Scenario A: User Data
If the data lives in a user’s Google account
John's Google Drive
↑
Your application accesses itChoose:
User Data (OAuth)
Because:
The data belongs to John.
John must grant permission.
Your app acts on John’s behalf.
Examples:
“Import files from my Drive”
“Save report to my Drive”
“Read my Calendar”
Step 1: Enter App Information
Step 2: Enter Application Type
Step 3: Skip Scopes
Step 4: Add authorized redirect URIs
Authorized redirect URIs is the URL that Google sends the user back to after they successfully sign in and grant permission during an OAuth2 flow.
Google requires it so that even an attacker create a fake site and trick Google into sending your OAuth tokens there. Google only redirects to URLs you’ve explicitly approved.
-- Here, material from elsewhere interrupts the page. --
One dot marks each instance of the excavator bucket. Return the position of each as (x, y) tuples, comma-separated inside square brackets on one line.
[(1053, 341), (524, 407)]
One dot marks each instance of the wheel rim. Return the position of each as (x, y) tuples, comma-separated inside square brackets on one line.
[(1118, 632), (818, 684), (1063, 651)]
In the general OAuth2 sense, you decide the Authorized Redirect URI because it’s your application’s endpoint that receives the OAuth response from the provider.
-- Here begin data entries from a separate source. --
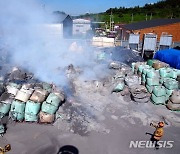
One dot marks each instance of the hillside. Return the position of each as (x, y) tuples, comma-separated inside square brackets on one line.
[(161, 9)]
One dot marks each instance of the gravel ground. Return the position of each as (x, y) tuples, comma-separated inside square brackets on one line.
[(96, 121)]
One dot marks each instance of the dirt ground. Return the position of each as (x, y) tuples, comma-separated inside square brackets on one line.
[(96, 121)]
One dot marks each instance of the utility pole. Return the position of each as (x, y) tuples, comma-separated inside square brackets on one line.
[(111, 22), (151, 17), (171, 15), (146, 16), (132, 17)]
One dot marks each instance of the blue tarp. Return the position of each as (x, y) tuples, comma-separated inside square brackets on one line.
[(169, 56)]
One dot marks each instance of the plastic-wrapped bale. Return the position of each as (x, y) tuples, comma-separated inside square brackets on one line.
[(158, 100), (164, 72), (137, 66), (47, 86), (147, 69), (17, 110), (49, 108), (12, 88), (39, 95), (149, 88), (150, 62), (172, 106), (158, 64), (5, 103), (132, 80), (61, 95), (38, 86), (143, 79), (175, 97), (151, 73), (119, 87), (174, 73), (133, 67), (171, 84), (169, 92), (1, 85), (2, 130), (24, 94), (7, 98), (140, 94), (53, 99), (46, 118), (162, 80), (152, 81), (159, 91), (4, 109), (142, 67), (31, 111)]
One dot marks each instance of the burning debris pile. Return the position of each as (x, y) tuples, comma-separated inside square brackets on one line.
[(23, 98)]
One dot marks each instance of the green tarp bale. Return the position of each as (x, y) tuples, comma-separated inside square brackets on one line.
[(31, 117), (32, 107), (171, 84), (4, 109), (53, 99), (152, 81), (159, 91), (17, 110), (48, 108)]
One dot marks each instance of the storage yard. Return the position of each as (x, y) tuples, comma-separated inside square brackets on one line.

For example, if you’re building a web app: https://myapp.com
You might implement an OAuth callback endpoint: https://myapp.com/auth/google/callback
Step 5: Download the credentials
Step 6: Open the credentials
{
"web":
{
"client_id":"XXXX",
"project_id":"XXXX",
"auth_uri":"https://accounts.google.com/o/oauth2/auth",
"token_uri":"https://oauth2.googleapis.com/token",
"auth_provider_x509_cert_url":"https://www.googleapis.com/oauth2/v1/certs",
"client_secret":"XXXX",
"redirect_uris":["https://domain.com/rest/oauth2-credential/callback"]
}
}Step 7: Configure OAuth Consent Screen
Step 8: Add app testers
Since your app is in testing mode, add app testers for them to proceed on authentication
Once you’ve added the testers, you can now test the OAuth by passing the client_id, client_secret and OAuth Redirect URL in your own choice of tool like Postman, etc.
Scenario B: Application Data
If the data lives in an application-owned location
Application
↓
Shared Drive / Team Folder
↓
ScreenshotsChoose:
Application Data (Service Account)
Because:
The data belongs to the system or organization.
No end-user consent is needed.
The application acts on its own behalf.
Examples:
Bug report screenshots
Generated reports
Application logs
Backup files
Step 1: Start Creating Service Account
Step 2: Select Role
Step 3: Complete Service Account Creation
Step 4: Download the Private Key
Step 5: Open the Private Key
The private key contains the following metadata
{
"type": "service_account",
"project_id": "XXX",
"private_key_id": "XXX",
"private_key": "-----BEGIN PRIVATE KEY-----XXXX-----END PRIVATE KEY-----\n",
"client_email": "XXX",
"client_id": "XXX",
"auth_uri": "https://accounts.google.com/o/oauth2/auth",
"token_uri": "https://oauth2.googleapis.com/token",
"auth_provider_x509_cert_url": "https://www.googleapis.com/oauth2/v1/certs",
"client_x509_cert_url": "XXX",
"universe_domain": "googleapis.com"
}
Finally you can now test the authentication by passing the client_email and private_key in your own choice of tool like Postman, etc.